Example workflow snippet:

on:
  push:
  pull_request:
    # this is not recommended because comments will not work for
    # PRs from forks by non members.

It's possible to create a Personal Access Token and configure it with permission to comment, but that's a fairly high bar (I haven't done it myself).

Instead, for projects that receive PRs, I've settled on using a schedule which will be able to comment.

issue_comment

If you want to let user update the expect list from a PR (smoothly with a deploy key), you can use a job like this:

on:
  issue_comment:
    types:
    - 'created'

jobs:
  update:
    name: Update PR
    permissions:
      contents: write
      pull-requests: write
      actions: read
    runs-on: ubuntu-latest
    if: ${{
        github.event_name == 'issue_comment' &&
        github.event.issue.pull_request &&
        contains(github.event.comment.body, '@check-spelling-bot apply')
      }}
    steps:
    - name: apply spelling updates
      uses: check-spelling/check-spelling@main
      with:
        experimental_apply_changes_via_bot: 1
        checkout: true
        ssh_key: "${{ secrets.CHECK_SPELLING }}"

schedule

🙅 Breaking change: Dropping support for on: schedule after v0.0.22

This is basically a cron job run by GitHub.

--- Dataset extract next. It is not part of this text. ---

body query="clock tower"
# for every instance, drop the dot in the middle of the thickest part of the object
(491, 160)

It will look through open PRs and comment if they've been updated since the last run (assuming the timeframe is correct).

See timeframe for the configuration window.

Example workflow snippet:

on:
  push:
  schedule:
    # * is a special character in YAML so you have to quote this string
    - cron: '15 * * * *'

Cons: There will not be a ❌ for the PR, so you have to look for a comment.

Draft

If you don't want PRs to be spell checked eagerly, you can do something like:

name: Spell checking
on:
  pull_request_target:
    branches:
      - "**"
    types: ['opened', 'reopened', 'synchronize', 'ready_for_review']

jobs:
  build:
    name: Spell checking
    runs-on: ubuntu-latest
    if: github.event.pull_request.draft == false
...

There are two sides to this:

  1. An additional if: condition for github.event.pull_request.draft == false -- this suppresses checks while the PR is in draft (note that any initial push events will still run and may trigger scanning / reporting if it's unhappy, but subsequent runs once a PR is opened will be suppressed by check-spelling's suppress_push_for_open_pull_request)
  2. on: / pull_request_target: / types: / 'ready_for_review' -- this triggers a check when someone converts the PR from draft to ready for review (otherwise you'd have to wait for an additional push, which would be frustrating).